What’s scarier than North Korea hacking Sony Entertainment’s computer system in Los Angeles? A no-name, non-descript pack of punk disgruntled hackers breaking into the movie company’s system — from the inside.
While President Obama and unnamed FBI officials are all pushing the story that North Korea hacked Sony’s computers, a slew of others say otherwise.
Evan Goldberg, co-director of The Interview, doesn’t think the NoKos are responsible. “My gut instinct was, ‘’Oh no, is it the North Koreans?’ ” Goldberg told straight.com, a website that calls itself “Vancouver’s Online Source.”
“For two seconds it was the North Koreans, and then the younger guys in our office who know way more about computers were, like, ‘No way. You’d have to know Sony’s network, it has to be somebody on the inside.’ “
The hack was committed by some group called the Guardians of Peace (hmmm, the GOP?), which reportedly dumped 10 terabytes of company info — Social Security numbers, payroll info, and what has turned out to be a whole bunch of snarky inter-office e-mails in which celebrities and those who manage them acted like high school kids.
The Guardians supposedly declared that The Interview, a movie about two rubes taking out North Korean dictator Kim Jong Un, prompted the hack. Since then, movie theaters thinking of showing the flick canceled, leading Sony to pull the film altogether. Humanity, of course, has been shattered by the loss of this latest Seth Rogan/James Franco masterpiece, no doubt an Oscar winner on par with Schindler’s List and Saving Private Ryan.

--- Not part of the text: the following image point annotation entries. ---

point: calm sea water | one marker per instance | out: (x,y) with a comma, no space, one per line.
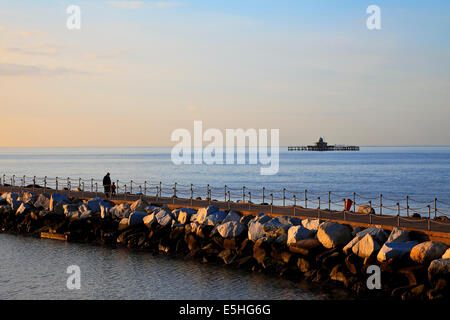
(33,268)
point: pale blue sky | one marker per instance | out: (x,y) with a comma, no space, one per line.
(137,70)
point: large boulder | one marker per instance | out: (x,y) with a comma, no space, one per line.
(297,233)
(42,202)
(333,235)
(398,235)
(365,209)
(120,211)
(139,205)
(57,201)
(136,217)
(163,218)
(446,254)
(427,251)
(379,234)
(231,229)
(366,247)
(185,214)
(232,216)
(395,250)
(311,224)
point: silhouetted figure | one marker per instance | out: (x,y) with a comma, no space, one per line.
(107,184)
(113,189)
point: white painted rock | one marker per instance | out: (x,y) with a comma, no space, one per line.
(311,224)
(120,211)
(349,246)
(163,218)
(185,214)
(446,254)
(333,235)
(149,220)
(136,217)
(255,231)
(427,251)
(377,233)
(398,235)
(42,202)
(366,247)
(297,233)
(439,267)
(395,250)
(139,205)
(232,216)
(231,229)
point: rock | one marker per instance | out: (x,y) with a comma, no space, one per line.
(202,213)
(398,235)
(256,231)
(427,251)
(379,234)
(136,217)
(365,209)
(123,224)
(231,229)
(232,216)
(348,247)
(395,250)
(311,224)
(105,208)
(139,205)
(57,201)
(297,233)
(120,211)
(185,214)
(42,202)
(366,247)
(333,235)
(439,268)
(23,208)
(163,218)
(446,254)
(149,220)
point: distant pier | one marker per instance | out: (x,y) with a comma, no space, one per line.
(321,145)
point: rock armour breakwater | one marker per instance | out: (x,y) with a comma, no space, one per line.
(332,254)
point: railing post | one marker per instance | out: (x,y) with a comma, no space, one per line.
(381,204)
(354,202)
(264,189)
(407,206)
(435,208)
(329,200)
(306,199)
(429,217)
(271,203)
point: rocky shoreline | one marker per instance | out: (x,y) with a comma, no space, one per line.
(324,252)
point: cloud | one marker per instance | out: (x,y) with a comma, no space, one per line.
(140,4)
(12,69)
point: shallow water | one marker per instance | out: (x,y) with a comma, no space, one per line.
(33,268)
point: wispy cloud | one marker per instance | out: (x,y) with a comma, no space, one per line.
(12,69)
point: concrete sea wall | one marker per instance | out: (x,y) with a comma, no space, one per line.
(329,253)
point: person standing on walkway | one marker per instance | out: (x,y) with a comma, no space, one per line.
(107,184)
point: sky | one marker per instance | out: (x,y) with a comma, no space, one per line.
(138,70)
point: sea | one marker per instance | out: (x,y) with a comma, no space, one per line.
(37,269)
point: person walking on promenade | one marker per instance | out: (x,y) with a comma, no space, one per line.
(113,189)
(107,184)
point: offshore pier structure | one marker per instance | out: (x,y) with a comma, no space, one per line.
(321,145)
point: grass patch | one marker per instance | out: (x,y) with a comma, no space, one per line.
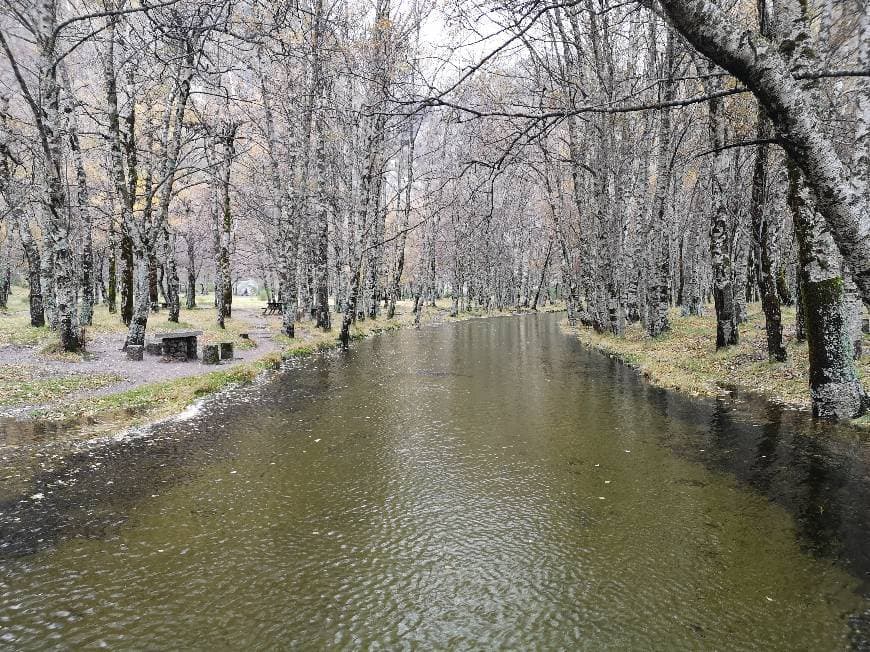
(686,359)
(19,386)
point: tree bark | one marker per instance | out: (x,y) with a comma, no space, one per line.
(759,64)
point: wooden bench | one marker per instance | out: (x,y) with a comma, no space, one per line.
(177,346)
(273,308)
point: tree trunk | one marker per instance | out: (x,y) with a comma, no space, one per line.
(139,320)
(761,230)
(658,290)
(834,385)
(759,64)
(172,279)
(34,269)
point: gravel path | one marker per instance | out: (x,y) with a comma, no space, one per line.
(106,357)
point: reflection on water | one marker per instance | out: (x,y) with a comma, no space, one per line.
(489,484)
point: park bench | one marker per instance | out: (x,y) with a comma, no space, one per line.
(178,346)
(273,308)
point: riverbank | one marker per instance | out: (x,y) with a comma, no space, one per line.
(685,359)
(100,392)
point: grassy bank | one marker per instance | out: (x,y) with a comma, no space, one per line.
(686,359)
(162,399)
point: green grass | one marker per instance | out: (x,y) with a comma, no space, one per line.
(686,358)
(158,400)
(18,386)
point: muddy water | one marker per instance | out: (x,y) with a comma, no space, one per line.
(490,484)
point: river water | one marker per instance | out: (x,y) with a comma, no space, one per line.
(489,484)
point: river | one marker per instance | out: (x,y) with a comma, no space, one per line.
(488,484)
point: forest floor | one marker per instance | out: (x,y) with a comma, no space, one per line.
(100,390)
(686,359)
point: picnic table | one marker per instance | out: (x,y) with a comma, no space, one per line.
(273,308)
(179,346)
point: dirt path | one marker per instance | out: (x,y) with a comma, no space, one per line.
(106,357)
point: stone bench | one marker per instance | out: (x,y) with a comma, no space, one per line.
(175,346)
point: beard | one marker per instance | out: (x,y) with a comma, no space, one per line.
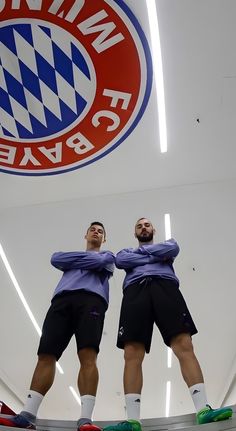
(145,237)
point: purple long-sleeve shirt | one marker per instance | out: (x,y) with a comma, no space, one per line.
(148,260)
(89,270)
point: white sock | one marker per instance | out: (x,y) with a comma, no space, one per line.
(198,394)
(132,402)
(87,406)
(33,402)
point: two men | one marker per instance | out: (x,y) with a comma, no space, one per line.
(152,295)
(78,308)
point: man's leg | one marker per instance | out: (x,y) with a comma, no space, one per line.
(87,384)
(133,378)
(182,346)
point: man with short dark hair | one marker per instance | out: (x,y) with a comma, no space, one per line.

Top news organizations, including the New York Times, assert that NoKo is behind the hack — or, as the Times cryptically said, “centrally involved.” But the Times tossed this in, too: “It is not clear how the United States came to its determination that the North Korean regime played a central role in the Sony attacks.”
But there’s this: It doesn’t take much to hide digital fingerprints on a hack. Knowledgeable hackers often plant fake pathways to point to others, but at the very least they use proxy servers and made-up IP addresses that go nowhere. U.S. officials are apparently saying that NKorea, which runs the most sophisticated counterfeiting operation in the world, simply screwed up and got caught.
My sources say that isn’t likely. One source, whose job is so secretive he jokes that even he doesn’t know what it is, told me that it would be far more frightening to think that a small group of hackers simply smashed through security in a huge U.S. company (Sony Entertainment is separate from Sony) and stole billions of bits of information. Better, the source said, to have Americans think it was perpetrated by North Korea.
Wired.com did a comprehensive piece on the story this week. Among their fascinating findings:
Nation-state attacks aren’t generally as noisy, or announce themselves with an image of a blazing skeleton posted to infected computers, as occurred in the Sony hack. Nor do they use a catchy nom-de-hack like Guardians of Peace to identify themselves. Nation-state attackers also generally don’t chastise their victims for having poor security, as purported members of GOP have done in media interviews. Nor do such attacks involve posts of stolen data to Pastebin—the unofficial cloud repository of hackers—where sensitive company files belonging to Sony have been leaked. These are all hallmarks of hacktivists — groups like Anonymous and LulzSec, who thrive on targeting large corporations for ideological reasons or just the lulz, or by hackers sympathetic to a political cause. …
… In their initial public statement, whoever hacked Sony made no mention of North Korea or the film. And in an email sent to Sony by the hackers, found in documents they leaked, there is also no mention of North Korea or the film. The email was sent to Sony executives on Nov. 21, a few days before the hack went public. Addressed to Sony Pictures CEO Michael Lynton, Chairwoman Amy Pascal and other executives, it appears to be an attempt at extortion, not an expression of political outrage or a threat of war. …
…A person purporting to be a Guardians of Peace spokesperson then emphasized again, in an interview with CSO Online published Dec. 1, that they are ‘an international organization … not under direction of any state.’
The media, however, immediately sought a connection between a infantile movie and a major computer crime. They started reported a connection — or at least musing about the possible connection, as the media now does — and then the GOP jumped on board saying, “Yeah, that movie!” Now, everyone believes the North Koreans were behind the attack. But the question remains: If North Korea is really that sophisticated, why hack and American movie company instead of, say, the Pentagon or the National Security Agency? Wouldn’t they rather hurt the U.S. government instead of Seth Rogan and James Franco?